3. Просветление. Это пропитывание материала растворителем парафина – ксилолом (бензолом, хлороформом). Образец помещается на 1 час последовательно в каждый из последующих растворов: 3 части спирта + 1 часть ксилола, затем 2 части спирта + 2 части ксилола, затем 1 часть спирта + 3 части ксилола, затем две смены ксилола.

4. Заливка в парафин. Это замещение ксилола парафином. Образец помещают в смесь ксилола и парафина при температуре 55...57 градусов и оставляют в термостате при этой температуре до полного испарения ксилола (от нескольких часов до нескольких суток). Затем при температуре 55...57 градусов производится проводка через парафин I (6...12 часов), парафин II (6...12 часов) и заливка в парафин III. Парафины I, II, III отличаются только чистотой: парафин III – это окончательная среда, которая должна обладать наибольшей чистотой. В итоге получаются парафиновые блоки, в которых заключены образцы материала. Эти блоки можно резать в любом направлении.

5. Окрашивание срезов. Парафиновые срезы наклеивают на чистое предметное стекло. В качестве клея можно использовать смесь белка куриного яйца с глицерином (в соотношении 1: 2) с добавлением антисептика (тимола или фенола). Обычно производят депарафинирование срезов. Для этого стекла с наклеенными срезами проводят через ксилол, спирты убывающей концентрации (100%, 96%, 80%, 70%) и дистиллированную воду. Время нахождения в каждой среде – 2...3 минуты. Далее окрашивают согласно методикам.

6. Обезвоживание и просветление окрашенных срезов. Выполняется путем проводки через спирты возрастающей концентрации, а затем через ксилол.

7. Заключение в среды (заливка). Для длительного хранения препаратов их необходимо заключить в среду, предохраняющую препарат от окисления воздухом и от поражения грибками. Для заливки используются специальные смолы (канадский бальзам, пихтовый бальзам), которые растворяют в ксилоле до консистенции жидкого меда. Каплю такого раствора наносят на срез и покрывают покровным стеклом.

6. Химический состав клеточного вещества. Микро и макроэлементы.

В составе клетки обнаружено более 80 химических элементов, при этом каких-либо спеуиальных элементов, характерных только для живых организмов, не выявлено. Однако, только в отношении 27 элементов известно, какие функции они выполняют. остальные 53 элемента, вероятно, попадают в организм из внешней среды.

1. Макроэлементы

Они составляют основную массу вещества клетки. На их долю приходится около 99% массы всей клетки. Особенно высока концентрация четырех элементов: кислорода (65-75%), углерода (15-18%), азота (1.5-3%) и водорода (8-10%). К макроэлементам относят также элементы, содержание которых в клетке исчисляется десятыми и сотыми долями процента. Это, например, калий, магний, фосфор, сера, железо, хлор, натрий.

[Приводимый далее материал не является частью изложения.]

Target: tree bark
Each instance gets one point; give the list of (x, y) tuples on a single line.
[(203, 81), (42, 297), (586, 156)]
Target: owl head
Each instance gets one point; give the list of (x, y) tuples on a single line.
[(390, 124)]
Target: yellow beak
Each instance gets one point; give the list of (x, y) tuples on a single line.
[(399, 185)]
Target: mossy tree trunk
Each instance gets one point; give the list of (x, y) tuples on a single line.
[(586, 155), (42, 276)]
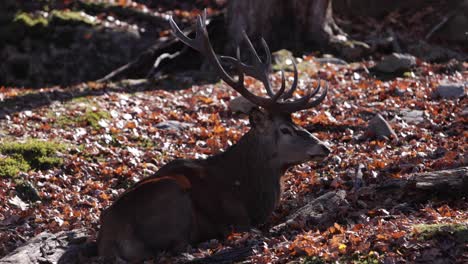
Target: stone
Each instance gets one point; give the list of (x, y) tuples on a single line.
[(378, 127), (449, 91), (412, 116), (396, 62), (173, 125), (241, 105)]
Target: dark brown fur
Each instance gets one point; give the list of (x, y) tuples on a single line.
[(188, 201)]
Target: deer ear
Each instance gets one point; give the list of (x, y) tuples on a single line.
[(258, 118)]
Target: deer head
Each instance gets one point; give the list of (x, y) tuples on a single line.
[(271, 122)]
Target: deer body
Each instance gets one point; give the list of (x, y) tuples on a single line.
[(189, 201)]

2. Микроэлементы К ним относятся преимущественно атомы металлов, входящие в состав ферментов, гормонов и

других жизненно важных веществ. В организме эти элементы содержатся в очень небольших количествах: от 0,001 до 0,000001%; в числе таких элементов бор, кобальт, медь, молибден, цинк, йод, бром и др.

3. Ультрамикроэлементы

Концентрация их не превышает 0,000001%. К ним относят уран, радий, золото, ртуть, бериллий, цезий и другие редкие элементы. Физиологическая роль большинства этих элементов в организмах растений, животных, грибов и бактерий пока не установлена.